Cinco minutos después, mientras Gastón proseguía con su charla,
Papardelle, volvió a interrumpirlo con una enorme carcajada. Lo que le siguió a
eso, fue más extraño. Le dijo a Gastón que era momento de sincerarse. Gastón
frunció el ceño.
« ¿Saben que
pasó con el último tipo que intentó ser benévolo con la raza humana? ¡Lo
crucificamos…! Estamos ante una gran pérdida de tiempo, especialmente, usted,
doc. Y que me dicen ustedes… Por qué coño perdemos la mitad de la vida
cuestionando la rutina humana. Vivir es sencillo pero nos encanta sabotearnos:
el futuro es una ilusión inmutable.
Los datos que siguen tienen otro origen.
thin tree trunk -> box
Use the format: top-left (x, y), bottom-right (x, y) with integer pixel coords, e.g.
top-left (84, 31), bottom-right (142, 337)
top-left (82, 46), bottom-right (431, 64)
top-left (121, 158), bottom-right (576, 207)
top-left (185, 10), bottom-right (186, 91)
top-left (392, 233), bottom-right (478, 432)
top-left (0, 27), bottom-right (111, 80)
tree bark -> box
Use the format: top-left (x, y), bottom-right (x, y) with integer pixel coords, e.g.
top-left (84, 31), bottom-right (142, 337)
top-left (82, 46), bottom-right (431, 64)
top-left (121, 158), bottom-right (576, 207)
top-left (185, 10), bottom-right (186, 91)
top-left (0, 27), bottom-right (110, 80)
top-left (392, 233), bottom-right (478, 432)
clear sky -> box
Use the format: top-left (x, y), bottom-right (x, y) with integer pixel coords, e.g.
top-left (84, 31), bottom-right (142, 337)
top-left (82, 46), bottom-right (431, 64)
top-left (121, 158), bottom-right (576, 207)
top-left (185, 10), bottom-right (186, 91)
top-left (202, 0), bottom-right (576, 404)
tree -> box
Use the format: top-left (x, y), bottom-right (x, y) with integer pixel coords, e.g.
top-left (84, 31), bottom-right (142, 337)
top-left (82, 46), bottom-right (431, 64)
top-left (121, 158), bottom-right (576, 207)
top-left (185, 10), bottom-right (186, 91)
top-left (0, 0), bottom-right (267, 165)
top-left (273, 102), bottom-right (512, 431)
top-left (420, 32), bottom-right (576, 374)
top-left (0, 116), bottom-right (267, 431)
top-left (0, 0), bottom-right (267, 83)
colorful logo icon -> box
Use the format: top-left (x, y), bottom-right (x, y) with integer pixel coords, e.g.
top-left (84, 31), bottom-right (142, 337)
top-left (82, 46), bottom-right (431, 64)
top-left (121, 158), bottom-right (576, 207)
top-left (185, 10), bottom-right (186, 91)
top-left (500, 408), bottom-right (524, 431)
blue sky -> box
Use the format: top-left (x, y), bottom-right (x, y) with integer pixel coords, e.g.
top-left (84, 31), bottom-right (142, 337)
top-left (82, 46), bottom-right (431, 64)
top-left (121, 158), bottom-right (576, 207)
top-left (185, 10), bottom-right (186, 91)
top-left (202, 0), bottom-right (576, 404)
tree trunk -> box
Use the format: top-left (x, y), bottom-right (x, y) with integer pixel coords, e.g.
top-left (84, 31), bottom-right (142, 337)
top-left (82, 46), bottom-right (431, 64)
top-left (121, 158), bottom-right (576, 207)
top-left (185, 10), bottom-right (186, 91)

Pero… ¿Qué pasa cuando en un sueño aparece
un elefante rosado? Seguimos nuestro camino, no, como si nada; lo absurdo tiene
sentido. Y claro, unos dirán -obtusos ellos-, que tiene de malo eso, es un sueño, bestia. Pero, lo que yo no
comparto, es nuestra condescendencia ante lo ilógico ¿Quién de ustedes se
detiene y piensa, aunque sea un sueño, que putas hace ése maldito Dumbo
afeminado aquí, eh? ¡Nadie! ¡Acaso no lo ven! ¡No se cuestiona con los ojos
cerrados! Entonces, el error está en equivocar los escenarios…, la respuesta
está frente a nosotros, sólo debemos traspapelar las acciones: la vida es un
sueño del que se despierta al morir. No quieren vivir, despierten, y listo.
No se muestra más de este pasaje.